Una espressione che definisce una differenza inconciliabile: i russi sanno tutto sul fatto che Idlib è infestata dai jihadisti, mentre Ankara si preoccupa solo del presidente siriano Assad e dell’Esercito Arabo Siriano che lancia l’offensiva definitiva su Idlib con un massiccio supporto aereo russo.

A quanto pare l’esercito siriano potrà riconquistare l’intera provincia a cario prezzo; l’esercito turco, da parte sua, mantiene oltre 60 “posti di osservazione” a Idlib.

Un collo di bottiglia è Al-Zalwiya, nella campagna a sud di Idlib: importante postazione di Hay’at Tahrir al-Sham, Hts, obiettivo degli attacchi aerei russi oramai quotidiani.

Putin avrà certamente chiesto a Erdogan delle violazioni del cessate il fuoco da parte della nebulosa di al-Qaeda presente in loco.
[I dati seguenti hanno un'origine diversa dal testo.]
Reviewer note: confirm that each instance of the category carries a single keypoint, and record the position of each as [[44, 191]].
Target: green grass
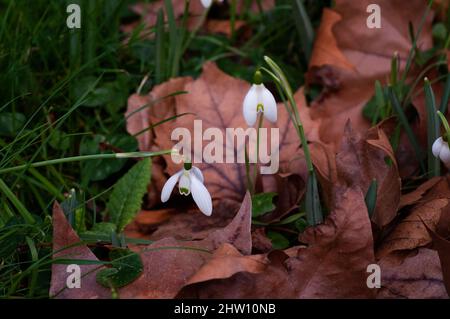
[[64, 93]]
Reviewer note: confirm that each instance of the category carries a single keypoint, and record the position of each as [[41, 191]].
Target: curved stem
[[446, 126]]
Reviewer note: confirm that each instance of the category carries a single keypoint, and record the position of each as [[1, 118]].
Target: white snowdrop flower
[[259, 99], [190, 181], [441, 150]]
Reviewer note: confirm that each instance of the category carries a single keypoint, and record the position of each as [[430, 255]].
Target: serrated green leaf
[[104, 228], [126, 267], [262, 203], [278, 240], [126, 197]]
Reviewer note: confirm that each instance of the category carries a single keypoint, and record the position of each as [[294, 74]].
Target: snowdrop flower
[[259, 99], [190, 180], [441, 150], [207, 3]]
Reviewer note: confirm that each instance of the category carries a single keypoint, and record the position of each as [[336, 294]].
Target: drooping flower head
[[259, 100], [441, 150], [190, 181]]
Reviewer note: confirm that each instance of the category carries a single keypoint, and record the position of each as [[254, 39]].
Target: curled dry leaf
[[332, 266], [416, 275], [411, 233], [168, 263], [441, 242], [359, 160], [186, 224], [360, 55], [64, 236], [326, 50], [227, 261], [216, 99], [417, 194]]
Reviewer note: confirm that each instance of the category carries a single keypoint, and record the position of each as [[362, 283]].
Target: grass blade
[[160, 63], [432, 129], [445, 96], [304, 28], [408, 130], [314, 213], [371, 197]]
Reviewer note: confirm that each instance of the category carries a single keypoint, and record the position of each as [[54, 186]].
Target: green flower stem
[[255, 173], [280, 79], [84, 158], [446, 126]]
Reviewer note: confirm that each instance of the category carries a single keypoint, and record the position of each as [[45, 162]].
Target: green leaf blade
[[126, 197]]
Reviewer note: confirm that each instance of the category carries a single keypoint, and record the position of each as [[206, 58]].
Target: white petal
[[437, 146], [270, 105], [169, 185], [249, 106], [206, 3], [444, 155], [201, 196], [198, 173], [184, 185]]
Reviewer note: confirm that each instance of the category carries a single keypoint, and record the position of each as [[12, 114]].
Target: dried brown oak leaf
[[410, 232], [360, 159], [415, 275], [168, 263], [332, 266], [369, 51], [441, 242], [64, 236], [216, 99]]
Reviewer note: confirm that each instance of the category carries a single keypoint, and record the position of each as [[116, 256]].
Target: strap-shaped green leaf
[[126, 197]]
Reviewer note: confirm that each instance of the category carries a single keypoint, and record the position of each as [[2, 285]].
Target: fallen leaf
[[416, 275], [368, 51], [216, 99], [417, 194], [441, 243], [225, 262], [332, 266], [64, 236], [326, 50], [168, 263], [410, 232], [185, 225]]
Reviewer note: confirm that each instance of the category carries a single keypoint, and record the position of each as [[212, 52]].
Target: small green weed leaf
[[100, 169], [126, 197], [126, 267], [262, 204], [11, 123], [278, 240]]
Fino a poco tempo fa, le forze militari turche a Idlib erano fondamentalmente contenute in quei “posti di osservazione” e infiltrate tra l’esercito turco per procura cioè l’”Esercito Libero Siriano”.

Ma ora ci sono truppe turche regolari sul terreno, circa 3.000, come affermano i russi secondo cui i turchi hanno occupato del territorio siriano sovrano. Lavrov è stato costantemente irremovibile per mesi. Subito dopo l’Assemblea Generale delle Nazioni Unite, ha detto che la Grande Idlib è l’ultimo “avamposto terroristico” in Siria, espressione tecnicamente corretta.

Erdogan avrebbe difeso la sua versione del cessate il fuoco, e avrebbe chiesto che gli attacchi aerei russi non facessero a pezzi i circa 3.000 soldati turche a Idlib. È risaputo in area che Ankara sta facendo poco o nulla per rispettare il cessate il fuoco, e che i “ribelli moderati” sono protetti dall’esercito turco.

Putin probabilmente ha preso per bene le misure di Erdogan il 29 settembre.